The prohibition is on the police, not the prisoner. A prisoner who has invoked his rights is free to thereafter waive them. The police may ask the prisoner if he chooses to do so, see State v. Whitewater, 251 Or. 304, 445 P.2d 594 (1968); State v. Rosenburger, 242 Or. 376, 409 P.2d 684 (1966); State v. Dyke, 19 Or. App. 705, 709, 528 P.2d 1073 (1974); State v. Freeman, 5 Or. App. 372, 484 P.2d 867 (1971), but they may not attempt to induce him to do so; State v. Garrison, 16 Or. App. 588, 519 P.2d 1295 rev. den. (1974); State v. Suggs, 13 Or. App. 484, 511 P.2d 405 (1973). The "interrogation" which "must cease" is not confined to question and answer intercourse. Brewer v. Williams, 430 U.S. 387, 97 S. Ct. 1232, 51 L. Ed. 2d 424 (1977), makes clear that the concept of interrogation includes all police action which is designed to elicit statements from a defendant in custody, including acts of inducement or persuasion. Here, the offer to defendant of assistance for himself and his family was found to have been offered to induce him to make a statement and it was therefore an act of interrogation *328 analogous to the so-called "Christian burial speech" in Brewer v. Williams and the threatful persuasion in State v. Garrison. Defendant's confession, as the product of that interrogation, was therefore properly suppressed as evidence.[3]

The Second Confession

The circuit court was also correct in suppressing evidence of the January 11 confession since defendant's waiver of his right to remain silent was not knowing because he did not intend to relinquish his Fifth Amendment right and testify against himself. Miranda provides that a knowing waiver requires knowledge of the consequences of making a statement. Because we cannot expect all defendants to be lawyers, nor all policemen to be law professors, we cannot expect a defendant to know the consequences in their subtlety and entirety. Rather, Miranda requires understanding to the extent of knowing that a statement can be used in court against the declarant:

"The warning of the right to remain silent must be accompanied by the explanation that anything said can and will be used against the individual in court. This warning is needed in order to make him aware not only of the privilege, but also of the consequences of forgoing it. It is only through an awareness of these consequences that there can be any assurance of real understanding and intelligent exercise of the privilege. Moreover, this warning may serve to make the individual more acutely aware that he is faced with a phase of the adversary system that he is not in the presence of persons acting solely in his interest." 384 U.S. at 469, 86 S. Ct. at 1625.

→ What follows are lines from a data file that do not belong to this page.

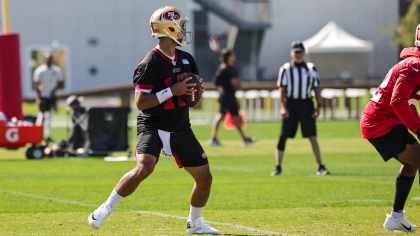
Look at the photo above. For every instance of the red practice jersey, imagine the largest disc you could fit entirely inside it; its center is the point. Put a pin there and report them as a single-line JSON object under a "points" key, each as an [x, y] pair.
{"points": [[394, 101]]}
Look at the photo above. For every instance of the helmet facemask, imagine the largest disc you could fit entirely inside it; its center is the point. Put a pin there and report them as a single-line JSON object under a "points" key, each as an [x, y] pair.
{"points": [[169, 26]]}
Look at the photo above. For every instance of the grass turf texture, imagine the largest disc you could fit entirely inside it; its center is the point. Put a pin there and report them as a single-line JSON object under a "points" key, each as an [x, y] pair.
{"points": [[55, 196]]}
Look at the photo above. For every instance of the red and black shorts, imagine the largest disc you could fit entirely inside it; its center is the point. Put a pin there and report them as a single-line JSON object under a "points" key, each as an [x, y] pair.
{"points": [[47, 104], [231, 106], [393, 143], [184, 145]]}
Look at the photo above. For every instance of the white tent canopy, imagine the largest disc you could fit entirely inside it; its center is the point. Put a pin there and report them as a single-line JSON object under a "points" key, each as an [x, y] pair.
{"points": [[331, 39]]}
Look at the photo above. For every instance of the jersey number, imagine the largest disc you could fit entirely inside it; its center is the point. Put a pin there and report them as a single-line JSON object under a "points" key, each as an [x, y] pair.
{"points": [[384, 83], [169, 104]]}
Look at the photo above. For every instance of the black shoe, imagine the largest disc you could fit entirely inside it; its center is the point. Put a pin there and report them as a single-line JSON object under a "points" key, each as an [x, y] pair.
{"points": [[213, 142], [276, 171], [322, 170], [249, 141]]}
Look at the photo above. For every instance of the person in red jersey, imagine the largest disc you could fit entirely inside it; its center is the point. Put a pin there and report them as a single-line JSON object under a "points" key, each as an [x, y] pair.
{"points": [[164, 124], [385, 122]]}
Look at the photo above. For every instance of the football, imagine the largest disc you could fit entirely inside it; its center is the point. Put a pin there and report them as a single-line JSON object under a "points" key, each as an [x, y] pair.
{"points": [[192, 100]]}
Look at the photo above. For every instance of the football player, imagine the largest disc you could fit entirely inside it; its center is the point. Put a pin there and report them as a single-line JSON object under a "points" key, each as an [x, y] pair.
{"points": [[385, 123], [164, 123]]}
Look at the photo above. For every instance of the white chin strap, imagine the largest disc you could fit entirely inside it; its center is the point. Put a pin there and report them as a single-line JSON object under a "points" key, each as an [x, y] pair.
{"points": [[181, 44]]}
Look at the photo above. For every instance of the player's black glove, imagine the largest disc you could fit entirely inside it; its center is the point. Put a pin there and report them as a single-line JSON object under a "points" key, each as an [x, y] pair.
{"points": [[418, 133]]}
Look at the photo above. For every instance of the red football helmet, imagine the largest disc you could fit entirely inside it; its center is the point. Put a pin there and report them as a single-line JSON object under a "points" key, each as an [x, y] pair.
{"points": [[171, 22]]}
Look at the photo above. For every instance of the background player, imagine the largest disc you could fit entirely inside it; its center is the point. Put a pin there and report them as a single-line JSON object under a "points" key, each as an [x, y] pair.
{"points": [[296, 81], [47, 79], [164, 121], [385, 121], [228, 81]]}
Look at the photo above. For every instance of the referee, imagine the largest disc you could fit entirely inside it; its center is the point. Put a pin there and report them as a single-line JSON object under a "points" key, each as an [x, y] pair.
{"points": [[296, 81]]}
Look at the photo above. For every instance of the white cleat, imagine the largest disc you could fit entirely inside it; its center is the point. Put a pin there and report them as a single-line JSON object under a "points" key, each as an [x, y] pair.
{"points": [[199, 227], [399, 224], [96, 219]]}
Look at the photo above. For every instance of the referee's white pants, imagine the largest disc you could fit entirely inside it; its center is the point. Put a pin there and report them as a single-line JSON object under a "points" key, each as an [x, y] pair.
{"points": [[45, 119]]}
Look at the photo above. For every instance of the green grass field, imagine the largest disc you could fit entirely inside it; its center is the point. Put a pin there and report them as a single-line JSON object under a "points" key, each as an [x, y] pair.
{"points": [[55, 196]]}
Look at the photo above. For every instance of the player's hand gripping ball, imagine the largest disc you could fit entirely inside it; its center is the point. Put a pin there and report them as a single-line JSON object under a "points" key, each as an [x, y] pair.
{"points": [[192, 100]]}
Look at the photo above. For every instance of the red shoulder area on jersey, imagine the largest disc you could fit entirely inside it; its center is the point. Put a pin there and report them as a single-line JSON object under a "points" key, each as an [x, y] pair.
{"points": [[143, 86], [410, 52]]}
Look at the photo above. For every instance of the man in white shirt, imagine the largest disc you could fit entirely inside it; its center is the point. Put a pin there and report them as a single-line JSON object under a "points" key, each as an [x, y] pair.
{"points": [[47, 79]]}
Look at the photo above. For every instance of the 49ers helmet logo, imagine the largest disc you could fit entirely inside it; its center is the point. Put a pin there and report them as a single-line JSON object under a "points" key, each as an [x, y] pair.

Both defendant and the interrogating police officer acted upon the express understanding that defendant's statements could not be used against him because they were not preceded by a Miranda warning. Thus, defendant's abandonment of the right to silence was not made with sufficient knowledge of its consequences and the waiver was ineffective.

Affirmed.

NOTES

[1] The state's appeal is pursuant to ORS 138.060(3). The circuit court made detailed oral findings of fact relative to its suppression order. Those findings are supported by evidence in the record and we are bound by them. Ball v. Gladden, 250 Or. 485, 443 P.2d 621 (1968). The facts recited in this opinion are distilled from the circuit court's findings.

[2] Miranda v. Arizona, 384 U.S. 436, 86 S. Ct. 1602, 16 L. Ed. 2d 694 (1966).

[3] It would be logical to analyze the police conduct as inducement to waive and defendant's statement as a tacit but involuntary waiver. The Brewer v. Williams, 430 U.S. 387, 97 S. Ct. 1232, 51 L. Ed. 2d 424 (1977), conceptualization, however, is otherwise and we follow it.